Dunque, riepiloghiamo: tra lotta al Jobs Act e battaglia per il salario minimo, un Pd smarrito quanto non mai e incapace di costruire un asse politico con i Cinquestelle cerca riparo sotto le bandiere della Cgil che palesemente risultano accoglienti anche per i pentastellati. Come dire che il campo largo potrebbe essere più sindacal-politico che politico sindacale.
In questo scenario, la marginalizzazione della Uil è palese, da comprimaria a portatrice d’acqua di una Cgil che ha riacquistato peso politico diretto. Diversa la posizione della Cisl, che metodologicamente negozia con qualsiasi Governo, convinta – giustamente, secondo chi scrive – che questo sia il ruolo del sindacato, dosando con grandissima parsimonia gli scioperi (che pesano nelle tasche dei lavoratori), la piazza e le iniziative antigovernative che non siano di indiscutibile necessità.
In effetti, il vero problema di quest’inedita nascente triplice alleanza sindacal-politica tra Landini, Schlein e Conte non è nell’essere troppo “di sinistra”, ma di esserlo all’antica e inefficacemente. Il Jobs Act ha ormai ampiamente dimostrato di non essere così utile come si sperava perché le politiche attive del lavoro stentano a decollare, ma neanche così lesivo dei diritti sociali come si temeva, perché non c’è stata in Italia alcuna epidemia di licenziamenti, né alcuna epidemia di lavori a termine, e anzi oggi l’aumento occupazionale che rompe le uova nel paniere di Landini è prevalentemente costituito da contratti a tempo indeterminato. Un vero problema è dunque innanzitutto la scarsa sicurezza sul lavoro, figlia dello scarso controllo del territorio, a sua volta addebitabile in parte alla carenza degli ispettorati e in parte alla debolezza dei sindacati; un altro vero problema è il fenomeno dei “lavoratori poveri” che non sono tali per mancanza di salario minimo, ma per insufficienza del monte salariale, qualcosa di ben più vasto e più grave, e per rigidità del modello contrattuale che ad esempio paga lo stesso a Crotone e a Mantova, dove le differenze di costo della vita sfiorano il 50%; un altro problema è la scarsissima qualità degli strumenti di incrocio tra domanda e offerta; e po c’è quello della collaborazione tra istituti formativi e aziende.

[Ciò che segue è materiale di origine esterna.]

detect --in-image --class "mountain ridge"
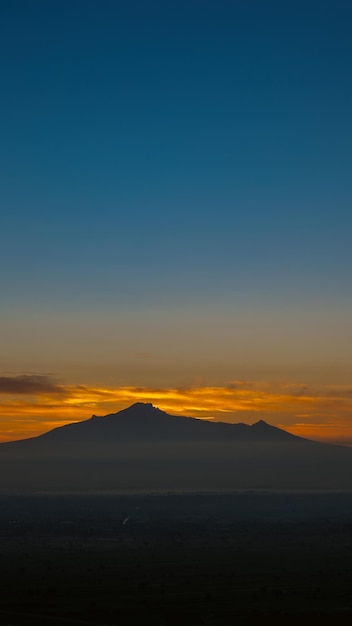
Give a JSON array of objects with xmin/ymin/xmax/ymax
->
[
  {"xmin": 1, "ymin": 402, "xmax": 304, "ymax": 446},
  {"xmin": 1, "ymin": 402, "xmax": 351, "ymax": 493}
]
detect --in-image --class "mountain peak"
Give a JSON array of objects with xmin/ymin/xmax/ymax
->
[
  {"xmin": 110, "ymin": 402, "xmax": 164, "ymax": 417},
  {"xmin": 252, "ymin": 419, "xmax": 270, "ymax": 427},
  {"xmin": 99, "ymin": 402, "xmax": 172, "ymax": 428},
  {"xmin": 128, "ymin": 402, "xmax": 157, "ymax": 410}
]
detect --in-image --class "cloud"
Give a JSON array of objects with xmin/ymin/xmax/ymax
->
[{"xmin": 0, "ymin": 375, "xmax": 66, "ymax": 396}]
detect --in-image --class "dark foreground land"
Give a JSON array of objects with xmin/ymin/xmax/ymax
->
[{"xmin": 1, "ymin": 493, "xmax": 352, "ymax": 625}]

Ci sarebbero un sacco di cose serie da fare, ma il concentrarsi di Cgil, M5S e Pd su quei due cavalli di battaglia, salario minimo e Jobs Act, dimostra non solo la voglia di agitare bandiere rivoltose più che conseguire risultati concreti, a caccia dunque di riscosse politico-elettorali più che di vantaggi per i lavoratori; ma dimostra anche una cultura arcaica dei diritti sociali, obnubilata come si è la sinistra italiana sui soli diritti civili. Oggi bisogna pagare molto meglio chi lavora, e farlo partecipare agli utili, e imporre investimenti seri sulla sicurezza, sulla formazione, sul replacement. Ma sono concetti meno sbandierabili.